Chemistry: Young Planet Spectroscopy

What you will learn:

  1. What happens to the spectra of planet atmospheres as they cool?

  2. What is happening from a chemical standpoint to cause these spectral features?

  3. What molecules are good temperature probes?

What you should know:

  1. What do formation models predict for the effective temperatures of young planets across different masses?

  2. Given identical luminosity and age, can formation scenarios and mass be determined?

  3. How do we dissect spectroscopy of planet atmospheres in order to infer atmospheric physical properties such as abundance and climate profiles?

[1]:
import warnings
warnings.filterwarnings(action='ignore')
import picaso.justdoit as jdi
import picaso.justplotit as jpi
jpi.output_notebook()
import os
import pandas as pd
import numpy as np
#point to your sonora profile grid that you untared (see above cell #2)
sonora_profile_db = '/data/sonora_profile/'
Loading BokehJS ...
[2]:
wave_range = [0.6,5] #don't worry we will play around with this more later
opa = jdi.opannection(wave_range=wave_range)

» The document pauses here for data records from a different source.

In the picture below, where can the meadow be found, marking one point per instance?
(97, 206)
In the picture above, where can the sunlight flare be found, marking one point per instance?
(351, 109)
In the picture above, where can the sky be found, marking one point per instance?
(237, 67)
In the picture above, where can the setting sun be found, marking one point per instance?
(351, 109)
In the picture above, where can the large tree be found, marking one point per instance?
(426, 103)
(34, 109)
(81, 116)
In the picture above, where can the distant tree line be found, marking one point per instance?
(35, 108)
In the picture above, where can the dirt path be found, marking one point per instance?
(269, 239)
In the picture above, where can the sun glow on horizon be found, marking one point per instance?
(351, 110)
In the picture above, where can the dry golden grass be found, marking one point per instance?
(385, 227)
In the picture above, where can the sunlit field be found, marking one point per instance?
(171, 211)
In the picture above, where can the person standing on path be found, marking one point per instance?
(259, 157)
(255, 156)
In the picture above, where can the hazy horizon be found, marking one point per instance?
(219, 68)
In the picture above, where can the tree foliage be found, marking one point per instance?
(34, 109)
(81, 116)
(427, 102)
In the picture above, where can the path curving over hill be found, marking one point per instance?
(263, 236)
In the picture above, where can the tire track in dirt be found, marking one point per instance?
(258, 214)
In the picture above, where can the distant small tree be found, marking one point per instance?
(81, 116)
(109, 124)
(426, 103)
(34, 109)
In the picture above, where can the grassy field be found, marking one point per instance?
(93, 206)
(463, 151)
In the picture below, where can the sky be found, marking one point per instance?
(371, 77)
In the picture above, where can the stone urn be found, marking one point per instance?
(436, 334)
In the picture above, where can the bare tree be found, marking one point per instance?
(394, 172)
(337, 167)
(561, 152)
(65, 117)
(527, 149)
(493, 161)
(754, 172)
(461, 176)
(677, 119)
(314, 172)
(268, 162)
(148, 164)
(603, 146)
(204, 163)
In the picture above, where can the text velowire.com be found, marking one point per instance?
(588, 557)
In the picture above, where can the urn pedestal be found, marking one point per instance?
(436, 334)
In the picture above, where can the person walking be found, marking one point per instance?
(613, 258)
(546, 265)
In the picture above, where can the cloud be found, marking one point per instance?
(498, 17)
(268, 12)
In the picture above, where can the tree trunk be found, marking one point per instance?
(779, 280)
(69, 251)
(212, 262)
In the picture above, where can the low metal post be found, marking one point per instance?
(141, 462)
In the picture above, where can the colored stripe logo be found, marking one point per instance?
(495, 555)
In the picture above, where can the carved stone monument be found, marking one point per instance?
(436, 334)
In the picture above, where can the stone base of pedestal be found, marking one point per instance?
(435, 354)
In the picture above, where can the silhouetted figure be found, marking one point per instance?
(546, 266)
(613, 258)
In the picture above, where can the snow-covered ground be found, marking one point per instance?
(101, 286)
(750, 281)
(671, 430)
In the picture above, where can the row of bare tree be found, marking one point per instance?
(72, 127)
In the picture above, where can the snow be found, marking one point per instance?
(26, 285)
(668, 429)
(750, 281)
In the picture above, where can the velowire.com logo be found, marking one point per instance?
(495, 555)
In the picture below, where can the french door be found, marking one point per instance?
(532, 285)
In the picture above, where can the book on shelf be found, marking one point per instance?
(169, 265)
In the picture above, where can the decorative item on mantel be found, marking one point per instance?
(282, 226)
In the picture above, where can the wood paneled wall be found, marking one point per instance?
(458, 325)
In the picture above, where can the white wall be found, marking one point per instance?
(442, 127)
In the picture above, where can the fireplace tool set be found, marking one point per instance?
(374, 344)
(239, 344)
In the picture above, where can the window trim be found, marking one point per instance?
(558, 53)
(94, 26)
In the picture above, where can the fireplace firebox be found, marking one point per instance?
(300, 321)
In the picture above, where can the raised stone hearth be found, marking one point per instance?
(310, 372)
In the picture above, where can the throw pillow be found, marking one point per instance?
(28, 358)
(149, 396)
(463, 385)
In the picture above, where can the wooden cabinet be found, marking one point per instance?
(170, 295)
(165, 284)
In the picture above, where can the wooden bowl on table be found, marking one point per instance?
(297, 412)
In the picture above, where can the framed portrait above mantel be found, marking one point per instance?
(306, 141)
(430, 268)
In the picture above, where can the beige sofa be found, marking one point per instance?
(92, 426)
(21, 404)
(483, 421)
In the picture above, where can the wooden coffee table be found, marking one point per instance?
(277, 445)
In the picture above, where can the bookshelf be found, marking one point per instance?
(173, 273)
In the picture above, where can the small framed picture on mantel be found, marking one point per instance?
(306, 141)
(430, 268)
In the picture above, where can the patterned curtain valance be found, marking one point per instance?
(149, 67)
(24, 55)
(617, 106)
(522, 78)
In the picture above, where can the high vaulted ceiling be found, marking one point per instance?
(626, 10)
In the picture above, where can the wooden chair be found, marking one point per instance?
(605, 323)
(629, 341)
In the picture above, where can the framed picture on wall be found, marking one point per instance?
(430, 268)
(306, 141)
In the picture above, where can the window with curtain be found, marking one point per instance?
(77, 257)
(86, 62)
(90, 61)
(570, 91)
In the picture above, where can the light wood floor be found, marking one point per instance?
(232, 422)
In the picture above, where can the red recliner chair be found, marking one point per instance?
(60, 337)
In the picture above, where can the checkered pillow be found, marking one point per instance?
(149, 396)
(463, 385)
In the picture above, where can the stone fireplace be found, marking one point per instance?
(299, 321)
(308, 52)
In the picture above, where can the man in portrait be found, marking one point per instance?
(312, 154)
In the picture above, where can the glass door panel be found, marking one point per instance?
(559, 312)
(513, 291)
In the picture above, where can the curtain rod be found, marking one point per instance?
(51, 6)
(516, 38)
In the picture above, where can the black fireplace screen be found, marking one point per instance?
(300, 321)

What happens to an observable atmospheric spectrum as the planet ages

In the previous workbook, we learned how to analyze spectra. Now we will compare a sequence of spectra as a function of age in order to gain an intuition for major transitions expected as a function of age (and by proxy, temperature and gravity).

[3]:
case_study = jdi.evolution_track(mass=8, age='all')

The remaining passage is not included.